The Image Book is a 2018 Swiss avant-gardeessay film directed by Jean-Luc Godard. Initially titled Tentative de bleu and Image et parole, in December 2016 Wild Bunch co-chief Vincent Maraval stated that Godard had been shooting the film for almost two years "in various Arab countries, including Tunisia" and that it is an examination of the modern Arabic world. Godard told Séance magazine that he was shooting without actors but the film would have a storyteller. It was selected to compete for the Palme d'Or at the 2018 Cannes Film Festival. Although it did not win the official prize, the jury awarded it the first "Special Palme d'Or" in the festival's history. According to Godard, the film is intended to be shown on TV screens with speakers at a distance, in small spaces rather than in regular cinemas. It was shown in this way during its first run at the Théâtre Vidy-Lausanne in November 2018.
Synopsis
In line with the rest of Godard's late-period oeuvre, The Image Book is composed ofa series of films, paintings and pieces of music tied together with narration and additional original footage by Godard and Anne-Marie Miéville.
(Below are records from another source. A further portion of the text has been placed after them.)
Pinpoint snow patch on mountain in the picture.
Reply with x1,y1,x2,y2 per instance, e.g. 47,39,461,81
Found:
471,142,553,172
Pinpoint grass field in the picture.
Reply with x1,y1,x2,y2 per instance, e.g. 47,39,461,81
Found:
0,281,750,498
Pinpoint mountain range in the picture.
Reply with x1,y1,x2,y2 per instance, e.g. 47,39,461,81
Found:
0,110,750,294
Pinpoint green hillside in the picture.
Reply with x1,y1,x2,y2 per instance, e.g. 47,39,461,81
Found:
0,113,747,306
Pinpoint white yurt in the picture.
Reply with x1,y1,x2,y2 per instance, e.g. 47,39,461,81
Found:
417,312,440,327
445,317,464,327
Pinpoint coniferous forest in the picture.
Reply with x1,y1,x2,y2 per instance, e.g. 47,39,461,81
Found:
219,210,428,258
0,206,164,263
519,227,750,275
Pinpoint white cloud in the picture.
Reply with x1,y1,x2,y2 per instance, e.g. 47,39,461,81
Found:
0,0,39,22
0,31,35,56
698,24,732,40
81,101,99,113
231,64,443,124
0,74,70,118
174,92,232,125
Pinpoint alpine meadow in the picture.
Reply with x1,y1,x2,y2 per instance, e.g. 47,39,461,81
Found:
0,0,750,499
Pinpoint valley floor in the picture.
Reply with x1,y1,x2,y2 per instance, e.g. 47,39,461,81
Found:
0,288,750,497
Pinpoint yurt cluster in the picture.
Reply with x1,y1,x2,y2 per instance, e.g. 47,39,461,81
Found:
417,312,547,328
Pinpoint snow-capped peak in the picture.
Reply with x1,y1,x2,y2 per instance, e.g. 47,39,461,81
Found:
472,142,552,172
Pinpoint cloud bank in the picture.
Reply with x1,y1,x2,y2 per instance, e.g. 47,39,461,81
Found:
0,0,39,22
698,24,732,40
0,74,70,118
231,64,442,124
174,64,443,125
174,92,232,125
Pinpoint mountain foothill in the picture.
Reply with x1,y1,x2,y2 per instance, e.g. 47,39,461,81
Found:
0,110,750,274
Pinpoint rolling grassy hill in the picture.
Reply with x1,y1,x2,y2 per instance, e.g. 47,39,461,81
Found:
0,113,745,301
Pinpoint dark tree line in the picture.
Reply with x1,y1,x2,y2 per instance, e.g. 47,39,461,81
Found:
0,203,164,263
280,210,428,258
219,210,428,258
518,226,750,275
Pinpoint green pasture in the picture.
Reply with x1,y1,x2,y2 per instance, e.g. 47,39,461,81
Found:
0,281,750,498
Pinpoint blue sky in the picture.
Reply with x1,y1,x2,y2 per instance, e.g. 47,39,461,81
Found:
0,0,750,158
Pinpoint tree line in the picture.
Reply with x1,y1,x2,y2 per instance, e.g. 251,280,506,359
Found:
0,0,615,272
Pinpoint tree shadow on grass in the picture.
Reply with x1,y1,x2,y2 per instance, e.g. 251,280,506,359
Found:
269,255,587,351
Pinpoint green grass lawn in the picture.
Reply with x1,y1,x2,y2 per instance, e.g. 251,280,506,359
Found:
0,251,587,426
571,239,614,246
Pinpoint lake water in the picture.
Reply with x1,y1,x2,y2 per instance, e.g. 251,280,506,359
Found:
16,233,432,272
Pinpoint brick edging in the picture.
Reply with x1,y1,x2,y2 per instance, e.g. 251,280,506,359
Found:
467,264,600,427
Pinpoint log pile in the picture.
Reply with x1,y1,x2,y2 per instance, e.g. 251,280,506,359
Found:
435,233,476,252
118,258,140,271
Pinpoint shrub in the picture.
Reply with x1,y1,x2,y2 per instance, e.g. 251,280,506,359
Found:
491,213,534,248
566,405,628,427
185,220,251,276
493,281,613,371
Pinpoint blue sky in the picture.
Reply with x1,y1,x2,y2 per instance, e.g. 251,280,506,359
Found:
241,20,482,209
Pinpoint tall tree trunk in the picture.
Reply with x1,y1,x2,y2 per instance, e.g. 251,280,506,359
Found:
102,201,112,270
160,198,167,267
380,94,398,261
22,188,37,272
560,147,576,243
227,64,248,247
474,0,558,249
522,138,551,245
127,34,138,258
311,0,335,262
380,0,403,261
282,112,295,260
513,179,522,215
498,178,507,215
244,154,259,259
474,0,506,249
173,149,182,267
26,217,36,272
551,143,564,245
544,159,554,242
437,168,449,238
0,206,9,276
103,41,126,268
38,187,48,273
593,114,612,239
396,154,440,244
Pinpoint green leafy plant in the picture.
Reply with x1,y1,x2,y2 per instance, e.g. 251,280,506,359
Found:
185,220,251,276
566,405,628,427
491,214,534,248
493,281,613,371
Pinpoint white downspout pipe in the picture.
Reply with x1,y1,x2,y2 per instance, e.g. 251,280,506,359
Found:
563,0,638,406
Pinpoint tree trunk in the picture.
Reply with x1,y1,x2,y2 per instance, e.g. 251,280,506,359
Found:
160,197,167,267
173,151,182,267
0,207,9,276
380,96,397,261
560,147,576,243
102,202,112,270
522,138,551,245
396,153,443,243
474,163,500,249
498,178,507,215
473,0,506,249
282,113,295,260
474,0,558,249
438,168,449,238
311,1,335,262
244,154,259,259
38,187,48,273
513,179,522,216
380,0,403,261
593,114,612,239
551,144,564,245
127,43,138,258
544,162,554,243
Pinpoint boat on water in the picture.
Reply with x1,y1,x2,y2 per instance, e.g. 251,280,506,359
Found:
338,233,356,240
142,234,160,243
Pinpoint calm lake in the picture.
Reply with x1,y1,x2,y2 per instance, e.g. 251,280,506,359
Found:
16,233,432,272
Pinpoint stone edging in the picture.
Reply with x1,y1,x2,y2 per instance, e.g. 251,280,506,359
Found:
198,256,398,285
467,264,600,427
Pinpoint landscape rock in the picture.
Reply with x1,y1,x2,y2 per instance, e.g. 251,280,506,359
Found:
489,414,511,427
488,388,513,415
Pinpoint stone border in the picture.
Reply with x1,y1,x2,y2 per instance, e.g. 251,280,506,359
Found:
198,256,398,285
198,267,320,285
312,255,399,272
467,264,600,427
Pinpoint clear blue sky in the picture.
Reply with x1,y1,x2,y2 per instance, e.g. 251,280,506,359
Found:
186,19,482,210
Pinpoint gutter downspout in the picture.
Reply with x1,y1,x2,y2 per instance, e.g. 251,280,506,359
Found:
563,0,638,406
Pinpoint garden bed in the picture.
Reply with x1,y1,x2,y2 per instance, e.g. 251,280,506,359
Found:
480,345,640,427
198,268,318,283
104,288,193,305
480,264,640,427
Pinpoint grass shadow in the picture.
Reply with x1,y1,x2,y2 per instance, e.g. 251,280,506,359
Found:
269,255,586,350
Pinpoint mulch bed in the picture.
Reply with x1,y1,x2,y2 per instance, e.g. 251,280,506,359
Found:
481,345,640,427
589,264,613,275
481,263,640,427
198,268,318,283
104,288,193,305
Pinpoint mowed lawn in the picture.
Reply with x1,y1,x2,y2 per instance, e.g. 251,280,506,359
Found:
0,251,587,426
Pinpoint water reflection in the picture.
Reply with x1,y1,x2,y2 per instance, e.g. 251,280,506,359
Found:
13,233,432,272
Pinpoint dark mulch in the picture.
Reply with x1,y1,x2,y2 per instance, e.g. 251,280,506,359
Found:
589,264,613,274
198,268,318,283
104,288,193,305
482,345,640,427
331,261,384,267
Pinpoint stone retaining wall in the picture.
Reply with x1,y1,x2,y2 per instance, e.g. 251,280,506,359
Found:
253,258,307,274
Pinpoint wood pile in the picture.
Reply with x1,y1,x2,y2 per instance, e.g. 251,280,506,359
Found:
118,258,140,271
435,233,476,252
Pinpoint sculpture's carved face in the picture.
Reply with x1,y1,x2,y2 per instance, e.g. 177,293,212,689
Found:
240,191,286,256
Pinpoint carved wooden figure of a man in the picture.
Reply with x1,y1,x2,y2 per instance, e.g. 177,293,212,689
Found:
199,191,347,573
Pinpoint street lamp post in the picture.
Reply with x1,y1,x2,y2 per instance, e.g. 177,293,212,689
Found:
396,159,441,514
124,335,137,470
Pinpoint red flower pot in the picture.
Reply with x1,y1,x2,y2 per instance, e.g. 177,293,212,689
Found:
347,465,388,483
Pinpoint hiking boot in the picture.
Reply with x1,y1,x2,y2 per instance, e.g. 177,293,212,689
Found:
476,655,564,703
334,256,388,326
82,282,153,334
Similar to his earlier series Histoire du cinéma, the film examines the history of cinema and its inability to recognise the atrocities of the 20th and 21st centuries, the responsibilities of the filmmaker and the advances in political discourse with the introduction of consumer-grade digital cameras and iPhones.
Reception
The film has an 89% approval rating on Rotten Tomatoes, based on 75 reviews, with an average rating of 7.49/10. The critics’ consensus on it being stated as, “Potentially insurmountable for viewers not attuned to the director's wavelength, The Image Book is typically confounding - and ultimately rewarding - late-period Godard.” It also holds a 76/100 on Metacritic. Richard Brody of The New Yorker gave high praise to the film, seeing it as "a sort of epilogue or sequel" to Godard's earlier work Histoire du cinéma, and stated that the film centers around one theme: "the inadequate depiction of what he calls 'the Arab world' and, in particular, the dearth of iconic movie images from the Middle East—which he presents as a failure of the cinema itself, as well as of the world at large." For Bilge Ebiri, film critic for The Village Voice, he was engaged by the film in its editing of footage taken from varying sources, but he also shared an initial bafflement toward the film and the meaning of its chosen imagery until he conversed with Egyptian critic Joseph Fahim; he shared to Ebiri that with the film's informed use of images from Middle Eastern cinema, Godard was attempting to deconstruct the Western narrative given to Arab societies and the Western influence on how cinema's history is recorded. Fahim added that "The images introduced by Godard in here are unknown to most Western critics who waxed poetic about the film."